IPO労務監査のチェックリスト(セクハラ)

2021.12.7IPO労務監査

IPO労務監査において、重要なチェック項目の1つとして、「セクハラ」があります。

「セクハラ」について、正確にその内容を把握できていないと、思わぬところで「法的なリスク」を抱えている可能性がありますので、IPO労務監査において、その内容を的確に把握する必要があります。

①セクハラ防止対策とは?

男女雇用機会均等法では、事業主に対し「セクハラの防止対策」が義務づけられています。

なお、詳細は「事業主が職場における性的な言動に起因する問題に関して雇用管理上講ずべき措置についての指針」に記載されています。

指針の内容は、大きく分けると

①セクハラの定義

②雇用管理上講ずべき措置(セクハラ防止対策)

③望ましい取組

に分かれています。

IPO労務監査においては、①②が重要な部分となりますので、この部分を解説していきたいと思います。

②セクハラの定義とは?

セクハラとは、「職場において行われる性的な言動に対するその雇用する労働者の対応により当該労働者がその労働条件につき不利益を受け(対価型セクハラ)、又は当該性的な言動により当該労働者の就業環境が害されること(環境型セクハラ)」をいいます。

(1)対価型セクハラとは

「対価型セクハラ」とは、職場において行われる労働者の意に反する性的な言動に対する労働者の対応により、当該労働者が解雇、降格、減給等の不利益を受けることであって、典型的な例として、次のようなものがあります。

1.事業所内において事業主が労働者に対して性的な関係を要求したが、拒否されたため、当該労働者を解雇すること

2.出張中の車内において上司が労働者の腰、胸等に触ったが、抵抗されたため、当該労働者について不利益な配置転換をすること

3.営業所内において事業主が日頃から労働者に係る性的な事柄について公然と発言していたが、抗議されたため、当該労働者を降格すること

(2)環境型セクハラとは

「環境型セクハラ」とは、職場において行われる労働者の意に反する性的な言動により、労働者の就業環境が不快なものとなったため、能力の発揮に重大な悪影響が生じる等当該労働者が就業する上で看過できない程度の支障が生じることであって、典型的な例として、次のようなものがあります。
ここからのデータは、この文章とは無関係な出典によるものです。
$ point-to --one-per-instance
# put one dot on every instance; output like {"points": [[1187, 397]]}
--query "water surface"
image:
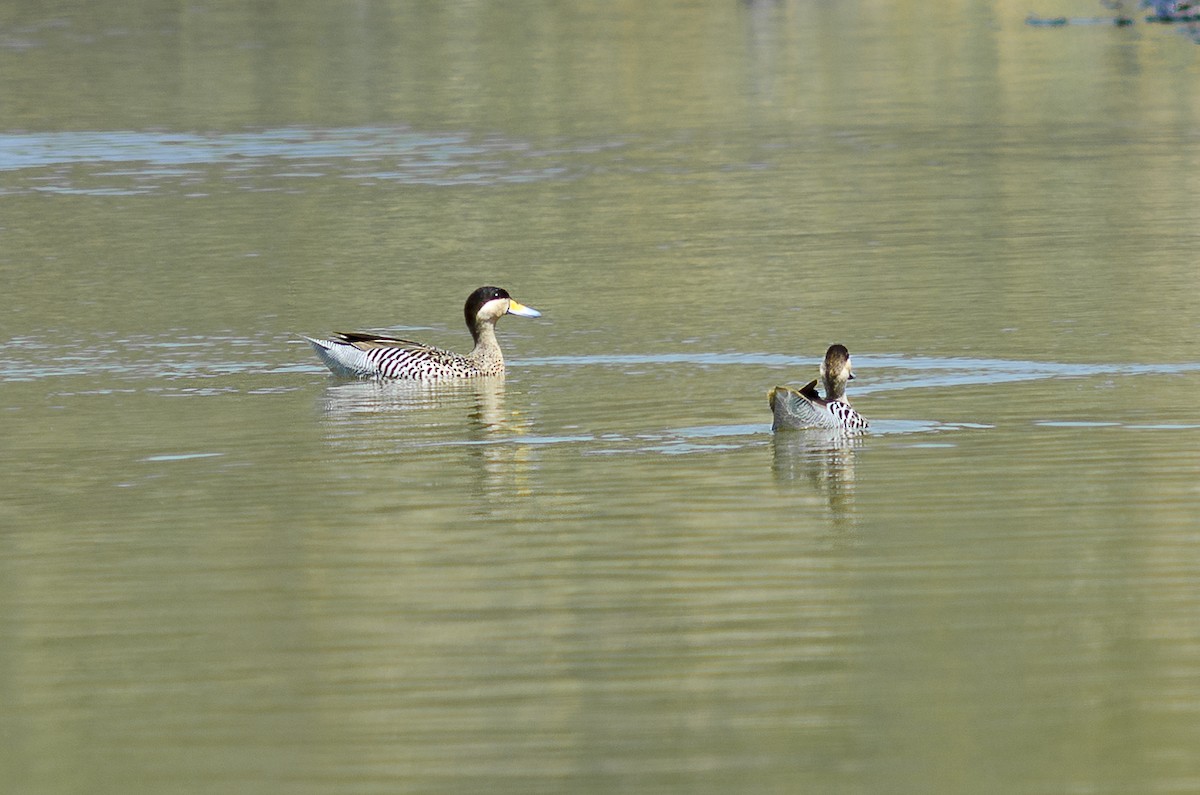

1.事業所内において、上司が労働者の腰、胸等に度々触ったため、当該労働者が苦痛を感じて、その就業意欲が低下していること

2.同僚が取引先において労働者に係る性的な内容の情報を意図的かつ継続的に流布したため、当該労働者が苦痛を感じて、仕事が手につかないこと

3.労働者が抗議をしているにもかかわらず、事務所内にヌードポスターを掲示しているため、当該労働者が苦痛に感じて業務に専念できないこと

③雇用管理上講ずべき措置(セクハラ防止対策)とは?

事業主が「雇用管理上講ずべき措置(セクハラ防止対策)」とは

(1)事業主の方針等の明確化、その周知・啓発

(2)相談体制の整備

(3)事後の適切・迅速な対応

(4)上記(1)~(3)と併せて講ずべき措置

この(1)~(4)は、会社が講じなければならない措置(義務)であるため、実務上はこれに対応する必要があります。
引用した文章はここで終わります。